Spouses Bring Voices, Resourcefulness to the Table

November 4, 2024

Spouses to three of the most senior-ranking military leaders took the Installation Innovation Forum mainstage last week to talk about the role spouses can play in mission readiness and military family quality of life. Here is edited portions of their conversation with moderator Mona Dexter, Comcast NBCUniversal vice president of military and veteran affairs.

Dexter: How can we tap into military spouses as stakeholders?

Gina Allvin, spouse of the chief of staff of the Air Force: We say “adaptable, braced, connected.” Adaptable means the families are connected to the mission. They understand the mission. Braced is finding the connections. And that’s personal preparedness. You need to be personally responsible for your connection because you know the services.

For example, families who live in hurricane areas know how to prepare for hurricanes. I’ve never lived in a hurricane area. Community people, you need to make sure that we all know what we’re doing when we get there, because not everyone knows.

But that is a skill that is transferable to prepare for crisis. To prepare for natural disasters is a transferable skill that will transfer if we should ever have conflict.

Sharene Brown, spouse of the chairman of the Joint Chiefs of Staff: What we do, how we train for our military members, means a lot across the globe. So how we help our families be able to be prepared going forward relies not only within our military but within our communities as well. Where do we find the information? We’re fairly resourceful as it is, but sometimes we just don’t know what we don’t know.
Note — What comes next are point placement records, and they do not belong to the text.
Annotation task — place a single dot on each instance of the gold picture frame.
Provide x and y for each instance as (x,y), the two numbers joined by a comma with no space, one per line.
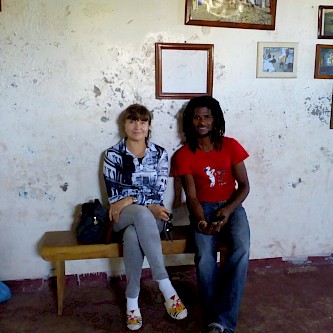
(242,14)
(325,22)
(277,60)
(324,62)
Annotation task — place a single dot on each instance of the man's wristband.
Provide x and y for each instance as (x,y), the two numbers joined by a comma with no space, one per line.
(199,225)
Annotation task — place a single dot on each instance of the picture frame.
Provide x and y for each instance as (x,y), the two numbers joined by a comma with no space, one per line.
(331,120)
(324,62)
(325,22)
(183,70)
(277,60)
(242,14)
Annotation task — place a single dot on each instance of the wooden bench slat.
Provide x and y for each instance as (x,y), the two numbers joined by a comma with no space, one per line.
(59,246)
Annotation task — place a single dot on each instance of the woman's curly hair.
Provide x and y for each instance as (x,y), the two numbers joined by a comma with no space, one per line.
(218,129)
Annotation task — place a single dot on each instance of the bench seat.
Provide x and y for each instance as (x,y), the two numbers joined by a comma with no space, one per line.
(60,246)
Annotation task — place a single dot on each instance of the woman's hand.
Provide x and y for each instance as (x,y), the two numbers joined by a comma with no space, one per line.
(159,212)
(116,208)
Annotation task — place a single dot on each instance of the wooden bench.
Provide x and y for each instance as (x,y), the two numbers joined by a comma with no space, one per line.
(61,246)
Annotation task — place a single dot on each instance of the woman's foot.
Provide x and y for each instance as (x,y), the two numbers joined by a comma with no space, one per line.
(134,319)
(175,308)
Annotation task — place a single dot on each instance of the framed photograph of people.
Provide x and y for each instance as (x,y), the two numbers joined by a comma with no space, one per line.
(325,22)
(183,71)
(243,14)
(277,60)
(324,62)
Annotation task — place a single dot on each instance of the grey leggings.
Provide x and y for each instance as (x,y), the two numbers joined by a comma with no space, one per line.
(141,238)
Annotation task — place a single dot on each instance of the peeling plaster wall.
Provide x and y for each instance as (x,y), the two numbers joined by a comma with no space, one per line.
(68,68)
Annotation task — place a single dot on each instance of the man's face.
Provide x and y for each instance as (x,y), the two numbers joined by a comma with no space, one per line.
(203,121)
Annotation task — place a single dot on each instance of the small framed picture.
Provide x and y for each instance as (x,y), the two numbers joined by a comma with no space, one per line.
(324,62)
(241,14)
(325,22)
(183,70)
(277,60)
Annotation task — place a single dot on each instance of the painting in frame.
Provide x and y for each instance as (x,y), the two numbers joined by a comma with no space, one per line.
(183,70)
(324,62)
(325,22)
(277,60)
(242,14)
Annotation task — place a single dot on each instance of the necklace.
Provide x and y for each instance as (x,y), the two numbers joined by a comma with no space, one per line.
(207,148)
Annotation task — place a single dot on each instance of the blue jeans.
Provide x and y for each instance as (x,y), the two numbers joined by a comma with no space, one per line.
(221,287)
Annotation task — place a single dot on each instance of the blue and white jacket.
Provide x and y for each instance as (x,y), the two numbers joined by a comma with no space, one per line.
(125,175)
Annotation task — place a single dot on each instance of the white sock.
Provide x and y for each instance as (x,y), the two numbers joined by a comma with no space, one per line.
(166,288)
(132,303)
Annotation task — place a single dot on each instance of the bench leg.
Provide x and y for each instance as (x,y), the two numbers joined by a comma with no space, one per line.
(61,283)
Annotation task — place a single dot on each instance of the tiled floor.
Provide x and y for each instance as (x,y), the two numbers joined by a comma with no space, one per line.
(278,298)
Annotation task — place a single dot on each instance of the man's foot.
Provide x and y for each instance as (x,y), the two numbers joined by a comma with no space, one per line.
(134,319)
(175,307)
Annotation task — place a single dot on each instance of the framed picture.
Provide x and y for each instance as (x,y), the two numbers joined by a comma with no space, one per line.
(243,14)
(324,62)
(277,60)
(325,22)
(183,71)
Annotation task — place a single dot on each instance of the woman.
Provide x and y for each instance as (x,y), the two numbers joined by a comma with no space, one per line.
(214,177)
(135,173)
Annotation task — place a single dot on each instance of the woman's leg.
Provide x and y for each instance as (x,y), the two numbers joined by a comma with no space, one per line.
(148,236)
(133,260)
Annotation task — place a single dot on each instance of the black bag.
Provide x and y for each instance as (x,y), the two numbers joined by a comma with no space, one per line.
(94,226)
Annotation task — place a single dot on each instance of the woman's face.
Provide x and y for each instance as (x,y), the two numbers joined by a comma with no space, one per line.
(203,121)
(136,130)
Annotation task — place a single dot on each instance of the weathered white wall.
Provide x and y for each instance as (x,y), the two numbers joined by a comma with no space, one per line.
(68,68)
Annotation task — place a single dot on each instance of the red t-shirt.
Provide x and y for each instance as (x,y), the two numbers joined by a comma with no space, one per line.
(211,170)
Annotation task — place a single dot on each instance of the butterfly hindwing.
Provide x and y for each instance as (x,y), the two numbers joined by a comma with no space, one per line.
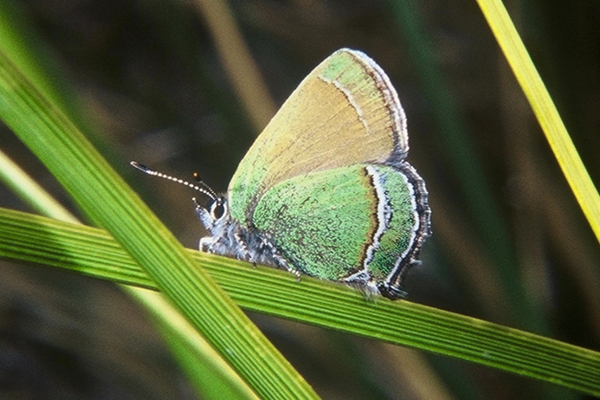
(345,112)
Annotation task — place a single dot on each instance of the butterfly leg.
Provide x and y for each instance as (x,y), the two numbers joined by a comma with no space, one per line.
(243,249)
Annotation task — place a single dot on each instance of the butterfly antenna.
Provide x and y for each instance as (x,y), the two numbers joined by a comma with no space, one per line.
(201,187)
Dexter: The Pentagon recently released several quality of life enhancements, and one of those includes improving access to the Internet for service members and families. Why is connectivity in this sense so critical?

Brown: We’re building systems that are so much more sophisticated and complicated that Internet is necessary for all of us going forward. It affects our civilian life as well. We are tied to a lot of the local areas, and that’s one of the ways that we find information.

Allvin: Stations that are very remote don’t necessarily have great infrastructure and great connectivity. They have it. It’s slow. Spouses are possibly working from home remotely, our children are doing school from home. At that point, it is not equitable across the nation of how fast and how accessible your connectivity actually is.

Patty George, spouse of the Army chief of staff: I think what separates military life from civilian life is all of our perpetual moving. Being connected does become so important, not only to the new community that we’re in, because we want to be able to call it home as soon as we can, but also to the home that we left. And then also our immediate family that probably is not co-located with this, but we want to still share our life with them.

I think partly some of our recruiting challenges is that we lost connectivity with the rest of America. They don’t really know their military like they should, because we kind of isolated ourselves.

Dexter: What advice would you give today’s installation leaders to enhance the quality of life for service members and their families?

George: I think they’re doing it here with ADC. I often tell spouses that it’s really incredible that the military has pulled a seat out at the table of decision makers, and they have invited us to sit down. I think having conversations like this really has moved leaps and bounds.